■誰もいない川沿いの道を歩く
徒歩ルートの県道17号線は、山口県内を流れる田万川の脇を並行するように通っている。途中に幅員減少区間が若干あったのを除けば、舗装された片側1車線の道路が続いていた。
ほとんどの区間に割と広めな歩道が脇に設置されていて歩きやすさは上々。交通量はかなり少なく、10分に1台通るくらい。川と緑に囲まれた半分無人なローカルルートの様相だ。
平成25年の豪雨による浸水の跡に驚きつつ、人里離れた山深いエリアを通過して、5kmほど進んで進行方向前方に田園地帯が再び見えてくれば、江崎駅までもうすぐ。
8:52に歩き始めて、江崎駅前に辿り着いたのが10:09。所要時間1時間17分といったところ。あとは山陰本線の普通列車で……
……と行きたいところであるが、山陰本線名物「萩トラップ」の存在をスッカリ忘れていた。江崎駅の時刻準拠だと、9:31発の次は14:07まで列車が来ないのだ。
そのあたりを補完してくれるバスがありそう、と思ったらやっぱりあった。江崎駅から更に950m歩くと国道191号線にぶつかり、そこに益田方面へ向かう石見交通「小浜江崎線」が通っていた。
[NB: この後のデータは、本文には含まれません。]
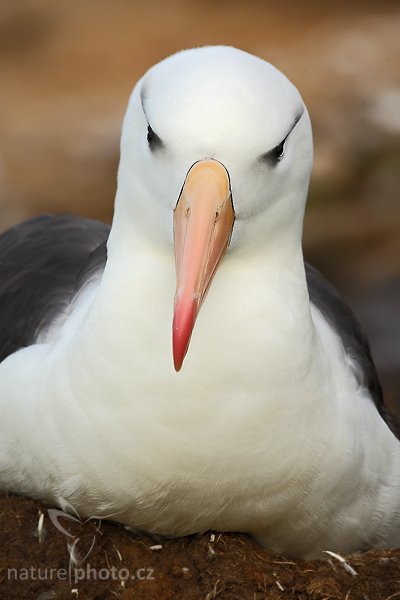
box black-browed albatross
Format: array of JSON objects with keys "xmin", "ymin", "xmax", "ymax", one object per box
[{"xmin": 0, "ymin": 47, "xmax": 400, "ymax": 558}]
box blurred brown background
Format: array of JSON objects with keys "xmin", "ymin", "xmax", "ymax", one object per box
[{"xmin": 0, "ymin": 0, "xmax": 400, "ymax": 414}]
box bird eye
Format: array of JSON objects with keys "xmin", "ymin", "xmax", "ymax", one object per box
[{"xmin": 147, "ymin": 125, "xmax": 164, "ymax": 150}]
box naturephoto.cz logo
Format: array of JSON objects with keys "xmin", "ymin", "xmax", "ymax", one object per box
[{"xmin": 7, "ymin": 498, "xmax": 158, "ymax": 586}]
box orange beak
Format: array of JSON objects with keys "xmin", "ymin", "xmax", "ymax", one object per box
[{"xmin": 172, "ymin": 160, "xmax": 235, "ymax": 371}]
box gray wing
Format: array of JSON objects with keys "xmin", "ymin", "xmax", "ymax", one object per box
[
  {"xmin": 0, "ymin": 215, "xmax": 110, "ymax": 360},
  {"xmin": 305, "ymin": 263, "xmax": 400, "ymax": 439}
]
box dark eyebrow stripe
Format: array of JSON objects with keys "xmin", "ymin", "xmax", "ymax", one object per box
[
  {"xmin": 285, "ymin": 107, "xmax": 304, "ymax": 139},
  {"xmin": 258, "ymin": 106, "xmax": 304, "ymax": 164}
]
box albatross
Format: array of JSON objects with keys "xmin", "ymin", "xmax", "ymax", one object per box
[{"xmin": 0, "ymin": 46, "xmax": 400, "ymax": 558}]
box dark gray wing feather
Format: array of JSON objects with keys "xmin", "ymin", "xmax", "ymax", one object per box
[
  {"xmin": 0, "ymin": 215, "xmax": 110, "ymax": 360},
  {"xmin": 305, "ymin": 263, "xmax": 400, "ymax": 439}
]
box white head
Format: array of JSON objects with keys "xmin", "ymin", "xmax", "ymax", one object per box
[{"xmin": 111, "ymin": 46, "xmax": 312, "ymax": 366}]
本数少なそうな気がしなくもないが、行くだけ行ってみたところ、江崎本町10:28発の益田方面行きに間に合った。次のバスが12:13、その便に乗ってもJR線を待つより早い。
路線バスを覚えると、電車と併用して抜け道的な移動が実現したり、公共交通手段の旅での、1日あたりの行動半径が広がってなかなか便利。
■乗れないバスの正体
歩いたルート上に置かれていた「たまがわ生活バス」の停留所。後で調べてみたところ、予想通りJR江崎駅へのアクセス目的に使えて、さらに石見交通小浜江崎線に乗り換えできる場所まで行ってくれる強力な路線だった。
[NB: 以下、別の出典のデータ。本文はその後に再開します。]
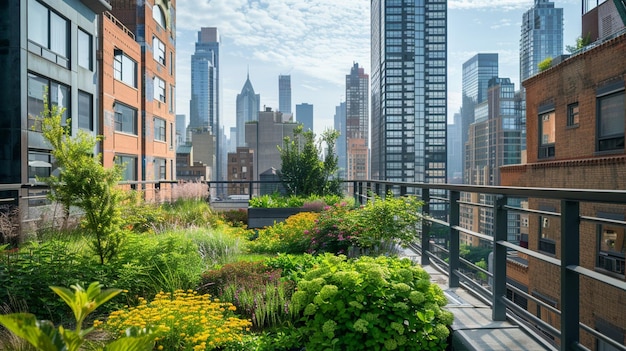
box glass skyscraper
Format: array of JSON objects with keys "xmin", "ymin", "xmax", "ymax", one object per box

生活バスのバス停標識に、1970年代の丸目4灯トップドア車風のイラストが添えられた、防長バスの案内表示が残っていた。
生活バスの停留所、元々は防長交通による「須佐・田万川循環線」のもので、須佐地域意見交換会の資料によれば、1便あたり利用者が2名と非常に少なかったため、須佐・田万川循環線は2020年3月に廃止。
その後、一般バス事業者による路線バスの代替バスとして、たまがわ生活バスに変わったとのこと。2025年5月現在のところ、運賃は当面無料になっている。
ちなみに、現地の時刻表では触れられていなかったが、たまがわ生活バスが通るのは平日のみで、土日祝は全便運休になるのを、萩市のWebサイトを見た時に気づいた。
訪問したのは日曜日だったので、もしあそこでバスに乗る選択をしていたら、待てど暮らせどお目当ての車はやって来なかったワケか。
3時間以上と、最初からバスを諦めるくらいの待ち時間があったのが、却って助かる結果に繋がることもあるのね。